Kevin Spacey über Menschenrechte, Todesstrafe und eine bessere Welt

Aus der Wut heraus

Seinen großen Durchbruch hatte Kevin Spacey (43) vor sieben Jahren, als er Kritiker und Zuschauer mit dem Krimi "Die üblichen Verdächtigen" - für den er seinen ersten Oscar erhielt - und David Finchers Thriller "Sieben" begeisterte. Seither kann sich Spacey seine Rollen aussuchen. In "Das Leben des David Gale" von Alan Parker spielt er einen Todeskandidaten, der in einem Wettlauf gegen die Zeit seine Unschuld beweisen muss.
Von  Johannes Bonke/Filmreporter.de, 12. März 2003

Laura Linney, Kevin Spacey in: Das Leben des David Gale

Laura Linney, Kevin Spacey in: Das Leben des David Gale

Ricore: Mr. Spacey, wie versetzt man sich in die Psyche eines Todeskandidaten?

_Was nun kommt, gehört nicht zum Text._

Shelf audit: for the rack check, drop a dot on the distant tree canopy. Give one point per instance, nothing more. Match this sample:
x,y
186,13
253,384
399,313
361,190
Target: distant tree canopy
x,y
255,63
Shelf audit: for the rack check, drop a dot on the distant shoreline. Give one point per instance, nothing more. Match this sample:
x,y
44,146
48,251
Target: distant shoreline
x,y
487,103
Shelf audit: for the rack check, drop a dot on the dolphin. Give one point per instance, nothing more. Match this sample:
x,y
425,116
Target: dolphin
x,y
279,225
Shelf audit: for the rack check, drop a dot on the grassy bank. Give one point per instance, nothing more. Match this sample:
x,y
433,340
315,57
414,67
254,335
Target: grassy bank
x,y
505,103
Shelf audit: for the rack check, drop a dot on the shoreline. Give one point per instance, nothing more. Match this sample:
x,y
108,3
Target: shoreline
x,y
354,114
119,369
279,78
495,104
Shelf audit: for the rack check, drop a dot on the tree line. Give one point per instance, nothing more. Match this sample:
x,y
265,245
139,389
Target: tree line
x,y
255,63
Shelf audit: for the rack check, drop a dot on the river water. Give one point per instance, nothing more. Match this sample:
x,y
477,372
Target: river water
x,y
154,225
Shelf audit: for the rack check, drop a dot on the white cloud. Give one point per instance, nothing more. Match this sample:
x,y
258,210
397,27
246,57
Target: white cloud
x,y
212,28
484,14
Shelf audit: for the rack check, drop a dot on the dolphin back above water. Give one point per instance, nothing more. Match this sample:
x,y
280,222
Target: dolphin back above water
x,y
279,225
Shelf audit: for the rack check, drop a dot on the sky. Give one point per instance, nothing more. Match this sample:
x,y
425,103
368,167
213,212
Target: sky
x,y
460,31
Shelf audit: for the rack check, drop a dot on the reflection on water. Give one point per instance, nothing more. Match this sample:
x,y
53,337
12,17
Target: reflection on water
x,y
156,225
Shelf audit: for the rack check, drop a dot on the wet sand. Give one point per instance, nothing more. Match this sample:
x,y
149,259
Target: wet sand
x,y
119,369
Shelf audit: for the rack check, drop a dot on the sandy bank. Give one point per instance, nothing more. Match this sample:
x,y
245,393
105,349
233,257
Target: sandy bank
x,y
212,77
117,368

Kevin Spacey: Ich führte sehr intensive Gespräche mit einer Professorin, einer vehementen Aktivisten gegen die Todesstrafe. Nicht nur, um ihre Beweggründe zu erfahren, sondern auch, wie ihr akademisches Leben mit ihrem Aktivismus zusammenhängt und was es für ihren Alltag bedeutet. Außerdem habe ich viele Bücher von Todeskandidaten gelesen, die darin ihre Erfahrungen oft drastisch geschildert haben. Regisseur Alan Parker war in dieser Beziehung eine wandelnde Bibliothek.

Ricore: Wie denken Sie persönlich über die Todesstrafe?

Spacey: Vor ungefähr zehn Jahren hatte ich die Chance, Clarance Darrow zu spielen, den größten und eloquentesten Juristen, der je gegen die Todesstrafe eintrat. Die Gespräche mit ihm haben mich sehr geprägt. Trotzdem habe ich diesen Film nicht gedreht, um mich für eine bestimmte Meinung stark zu machen. Ich persönlich musste ja noch nie Vergeltung für den Mord an einem geliebten Menschen fordern. Die Frage ist natürlich auch, ob diese Art des Einschläferns tatsächlich eine Strafe ist.